The Nigerian Exchange (NGX) Limited rebounded by 0.10 per cent on Friday as almost all the key sectors closed in green when trading activities ended for the week.

The banking index appreciated by 0.73 per cent, the insurance sector gained 0.55 per cent, the energy counter improved by 0.17 per cent, and the industrial goods space jumped by 0.04 per cent, while the consumer goods sector depreciated by 0.16 per cent.

At the close of business, the All-Share Index (ASI) moved up by 96.64 points to 98,210.75 points from 98,114.11 points and the market capitalisation gained N58 billion to quote at N59.534 trillion compared with Thursday’s closing value of N59.476 trillion.

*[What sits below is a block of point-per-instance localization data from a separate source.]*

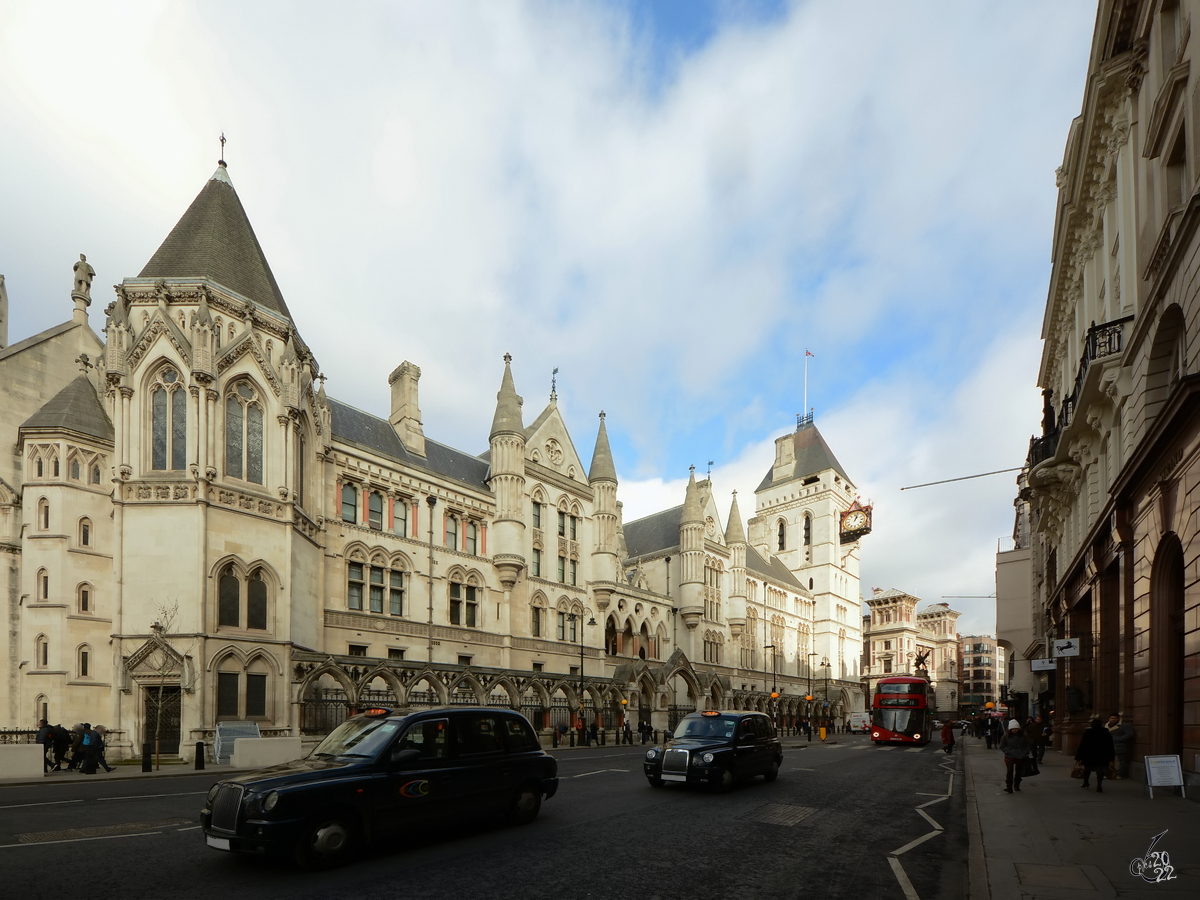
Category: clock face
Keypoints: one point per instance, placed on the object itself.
(855, 521)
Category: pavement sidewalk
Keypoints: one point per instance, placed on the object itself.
(1055, 841)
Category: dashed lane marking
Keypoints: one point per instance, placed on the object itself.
(77, 840)
(96, 831)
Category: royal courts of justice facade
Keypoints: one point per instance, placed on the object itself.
(193, 531)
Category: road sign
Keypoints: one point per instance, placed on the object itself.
(1066, 647)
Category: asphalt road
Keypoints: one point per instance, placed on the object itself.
(826, 828)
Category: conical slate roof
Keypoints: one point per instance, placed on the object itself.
(508, 405)
(75, 408)
(215, 240)
(691, 510)
(813, 455)
(603, 468)
(733, 532)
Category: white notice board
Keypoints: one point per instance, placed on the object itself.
(1163, 772)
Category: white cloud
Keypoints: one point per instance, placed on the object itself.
(449, 183)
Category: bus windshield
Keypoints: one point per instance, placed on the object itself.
(903, 688)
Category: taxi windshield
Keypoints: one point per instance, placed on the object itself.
(708, 726)
(358, 737)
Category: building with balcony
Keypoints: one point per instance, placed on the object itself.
(1109, 480)
(197, 532)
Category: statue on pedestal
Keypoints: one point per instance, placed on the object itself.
(84, 274)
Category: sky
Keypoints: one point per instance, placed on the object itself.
(669, 202)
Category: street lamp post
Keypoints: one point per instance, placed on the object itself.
(573, 617)
(774, 683)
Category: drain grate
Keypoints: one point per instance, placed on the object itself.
(97, 831)
(779, 814)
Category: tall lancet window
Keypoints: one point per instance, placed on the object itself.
(168, 415)
(244, 433)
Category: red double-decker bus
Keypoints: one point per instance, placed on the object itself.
(900, 711)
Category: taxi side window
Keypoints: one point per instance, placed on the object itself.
(478, 733)
(520, 736)
(429, 737)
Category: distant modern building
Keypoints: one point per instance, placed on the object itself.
(983, 672)
(1110, 479)
(899, 640)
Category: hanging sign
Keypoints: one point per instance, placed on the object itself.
(1066, 647)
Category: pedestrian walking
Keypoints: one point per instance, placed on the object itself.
(1122, 744)
(61, 738)
(76, 763)
(1015, 748)
(948, 737)
(46, 738)
(101, 747)
(1096, 751)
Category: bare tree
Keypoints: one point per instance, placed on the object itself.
(167, 665)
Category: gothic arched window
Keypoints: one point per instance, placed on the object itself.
(244, 433)
(229, 599)
(168, 421)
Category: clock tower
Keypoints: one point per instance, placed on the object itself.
(808, 516)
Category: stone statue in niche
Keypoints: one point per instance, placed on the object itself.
(84, 274)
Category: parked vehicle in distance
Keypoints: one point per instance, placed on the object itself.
(384, 775)
(717, 749)
(859, 721)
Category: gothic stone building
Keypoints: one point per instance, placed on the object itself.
(196, 532)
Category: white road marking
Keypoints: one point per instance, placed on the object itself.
(149, 796)
(903, 877)
(77, 840)
(48, 803)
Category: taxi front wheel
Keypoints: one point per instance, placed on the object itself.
(325, 841)
(526, 804)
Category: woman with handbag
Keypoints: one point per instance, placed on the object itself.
(1017, 750)
(1096, 753)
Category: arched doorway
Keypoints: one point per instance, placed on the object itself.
(1167, 648)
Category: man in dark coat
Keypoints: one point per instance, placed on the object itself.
(1096, 753)
(1122, 743)
(1017, 750)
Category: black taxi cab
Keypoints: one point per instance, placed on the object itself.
(383, 775)
(717, 749)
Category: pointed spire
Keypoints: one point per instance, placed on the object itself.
(733, 531)
(691, 510)
(508, 405)
(603, 468)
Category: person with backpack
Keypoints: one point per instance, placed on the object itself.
(61, 742)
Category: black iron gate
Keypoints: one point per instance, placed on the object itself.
(163, 714)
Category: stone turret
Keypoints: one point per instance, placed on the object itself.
(406, 414)
(736, 540)
(603, 478)
(508, 480)
(691, 556)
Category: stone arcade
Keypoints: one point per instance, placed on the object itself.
(196, 532)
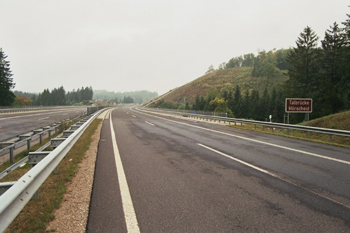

The bourse finished with 27 price advancers and 21 price decliners, representing a positive market breadth index and bullish sentiment.

Golden Guinea Breweries jumped by 9.98 per cent to N5.40, Japaul improved by 9.30 per cent to N2.35, Sunu Assurances expanded by 9.07 per cent to N5.05, Sovereign Trust Insurance rose by 7.69 per cent to 84 Kobo, and Secure Electronic Technology grew by 7.69 per cent to 70 Kobo.

On the flip side, Eterna lost 4.62 per cent to N22.70, Sterling Holdings depreciated by 4.12 per cent to N4.65, Prestige Assurance fell by 3.85 per cent to 75 Kobo, Consolidated Hallmark shrank by 3.85 per cent to N2.50, and Champion Breweries slumped by 3.50 per cent to N3.86.

Yesterday, investors bought and sold 1.0 billion equities worth N17.5 billion in 7,220 deals, in contrast to the 723.0 million equities valued at N12.8 billion transacted in 8,495 deals a day earlier, indicating a decline in the number of deals by 15.01 per cent and a surge in the trading volume and value by 43.98 per cent and 36.72 per cent, respectively.

On top of the activity chart on Friday was Wema Bank with the sale of 472.5 million stocks valued at N4.1 billion, Fidelity Bank traded 251.5 million shares worth N4.0 billion, FCMB transacted 45.0 million equities for N404.9 million, UBA sold 42.3 million shares valued at N1.4 billion, and Japaul traded 20.7 million stocks worth N46.3 million.